While the weather didn’t have a huge impact on day-to-day life, there’s hope it will greatly impact the desert’s deep drought.
“We’ve just been getting storm after storm after storm,” said Zachary Renstrom, general manager for the Washington County Conservancy District.
It’s rare to see a dusting of white on the red rocks of southern Utah, but there is a certain level of excitement when rain or snow hits the ground. And it’s more exciting when it’s frequent.
“Last summer, we had a very good monsoonal season, and down here in the southern part of the state, soils absorbed that water,” Renstrom explained.
Water officials are paying very close attention to snow water equivalent percentages across the state. That’s the depth of water that would cover the ground if all of the snow was liquid.

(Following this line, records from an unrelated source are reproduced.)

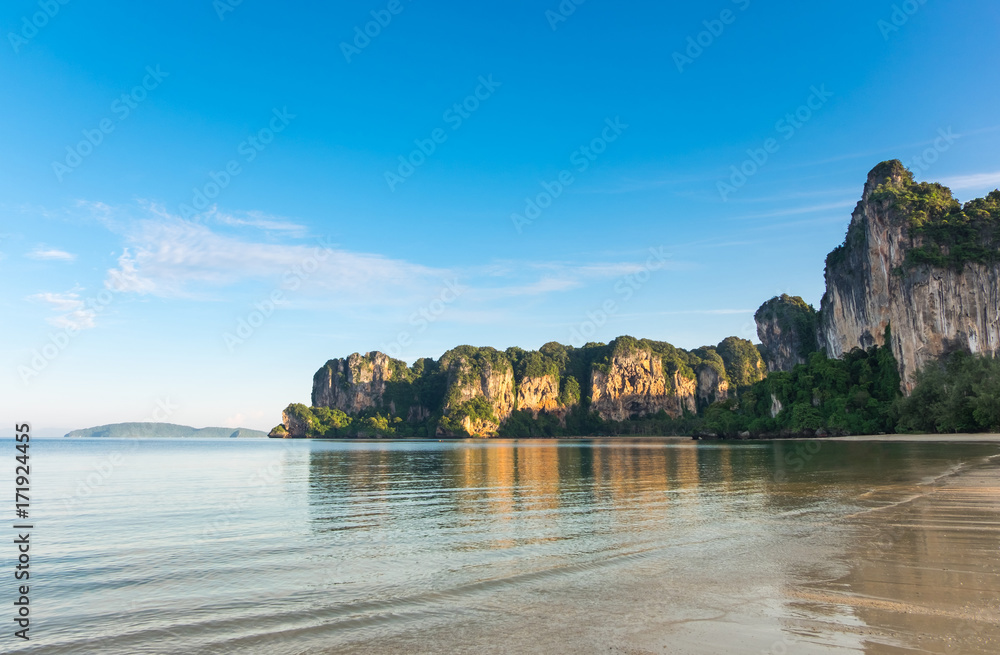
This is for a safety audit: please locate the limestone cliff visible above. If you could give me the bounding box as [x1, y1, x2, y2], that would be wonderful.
[695, 364, 729, 406]
[820, 161, 1000, 392]
[438, 346, 514, 436]
[591, 349, 697, 421]
[517, 375, 567, 417]
[286, 337, 763, 438]
[312, 352, 396, 414]
[754, 294, 819, 371]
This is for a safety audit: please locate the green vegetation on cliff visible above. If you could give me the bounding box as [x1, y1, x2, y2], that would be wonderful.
[864, 161, 1000, 270]
[701, 334, 901, 437]
[754, 296, 816, 359]
[899, 352, 1000, 433]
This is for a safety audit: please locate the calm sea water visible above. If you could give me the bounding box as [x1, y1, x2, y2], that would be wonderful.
[0, 440, 998, 654]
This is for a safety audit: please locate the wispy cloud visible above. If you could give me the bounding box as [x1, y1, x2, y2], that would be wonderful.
[734, 200, 858, 220]
[107, 218, 448, 304]
[207, 207, 309, 237]
[25, 246, 76, 262]
[86, 203, 692, 316]
[28, 289, 97, 330]
[940, 171, 1000, 190]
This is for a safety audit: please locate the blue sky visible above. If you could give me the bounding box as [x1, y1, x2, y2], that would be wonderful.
[0, 0, 1000, 434]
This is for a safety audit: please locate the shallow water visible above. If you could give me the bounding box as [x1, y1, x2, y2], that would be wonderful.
[0, 439, 1000, 654]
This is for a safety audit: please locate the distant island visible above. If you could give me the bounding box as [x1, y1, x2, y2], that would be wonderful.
[66, 423, 267, 439]
[269, 160, 1000, 438]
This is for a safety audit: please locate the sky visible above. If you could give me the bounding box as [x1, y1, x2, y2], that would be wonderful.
[0, 0, 1000, 435]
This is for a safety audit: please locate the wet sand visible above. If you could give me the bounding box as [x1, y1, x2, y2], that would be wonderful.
[319, 435, 1000, 655]
[788, 452, 1000, 655]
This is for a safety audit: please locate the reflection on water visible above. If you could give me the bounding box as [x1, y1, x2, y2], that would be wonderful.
[7, 439, 1000, 655]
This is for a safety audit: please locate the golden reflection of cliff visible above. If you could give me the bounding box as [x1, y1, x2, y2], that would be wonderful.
[514, 445, 559, 510]
[671, 444, 701, 491]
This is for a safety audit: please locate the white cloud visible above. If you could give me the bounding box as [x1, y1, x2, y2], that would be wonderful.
[28, 290, 97, 330]
[90, 202, 690, 315]
[940, 171, 1000, 190]
[208, 207, 308, 237]
[105, 218, 449, 304]
[25, 246, 76, 262]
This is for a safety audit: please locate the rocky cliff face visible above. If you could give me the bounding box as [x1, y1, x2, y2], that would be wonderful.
[754, 294, 819, 371]
[820, 162, 1000, 391]
[517, 375, 567, 418]
[695, 364, 729, 406]
[312, 352, 392, 414]
[286, 337, 763, 438]
[438, 347, 514, 437]
[591, 350, 697, 421]
[308, 352, 430, 420]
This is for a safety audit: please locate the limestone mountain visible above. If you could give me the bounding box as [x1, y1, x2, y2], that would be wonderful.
[757, 160, 1000, 392]
[271, 336, 765, 437]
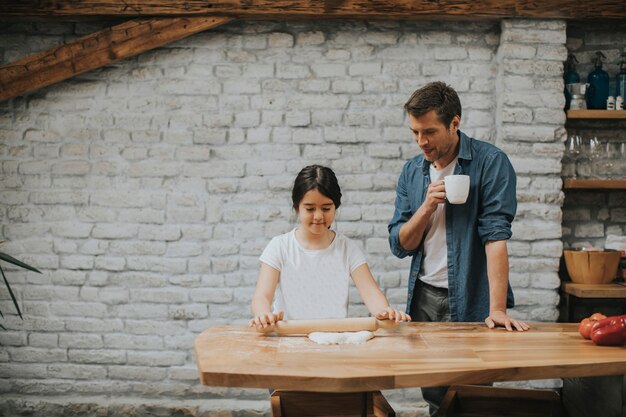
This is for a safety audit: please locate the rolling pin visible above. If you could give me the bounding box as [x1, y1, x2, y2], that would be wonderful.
[257, 317, 396, 334]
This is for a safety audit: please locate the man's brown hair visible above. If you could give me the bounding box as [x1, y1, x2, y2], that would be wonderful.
[404, 81, 461, 128]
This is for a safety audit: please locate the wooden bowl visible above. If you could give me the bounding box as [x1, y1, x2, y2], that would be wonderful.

Right now, that number is more than 200% for southern Utah.
“Those numbers are exactly right where we want them,” Renstrom said. “The soils have quite a bit of moisture in them, so when the snow melts, snow and water won’t run into the soils. They’ll actually run off into the streams where we want to see them go.”
Water officials say a good, slow snow melt is the best-case scenario, and if that happens, there should be no problem filling up our reservoirs.
“Knowing where the soil moisture content is, we know the majority of that water then and that snowpack will run off and will be able to capture that and put it into the reservoirs,” Renstrom said.
When Utah gets more water than usual, something special happens at Gunlock State Park, just 15 miles northwest of St. George. It overflows its banks and unleashes the rare Gunlock Falls.
Water officials anticipate that happening this year.
“This year is a great year, but I don’t know what’s going to happen in the summer, what’s going to happen next winter, and that’s just it. When we fill up our reservoirs, we can continue to store that water in our reservoirs for multiple years,” Renstrom said.
While all this moisture is great, water officials continue to emphasize water conservation. They suggest no watering just yet and say this is a good time to check watering systems for leaks.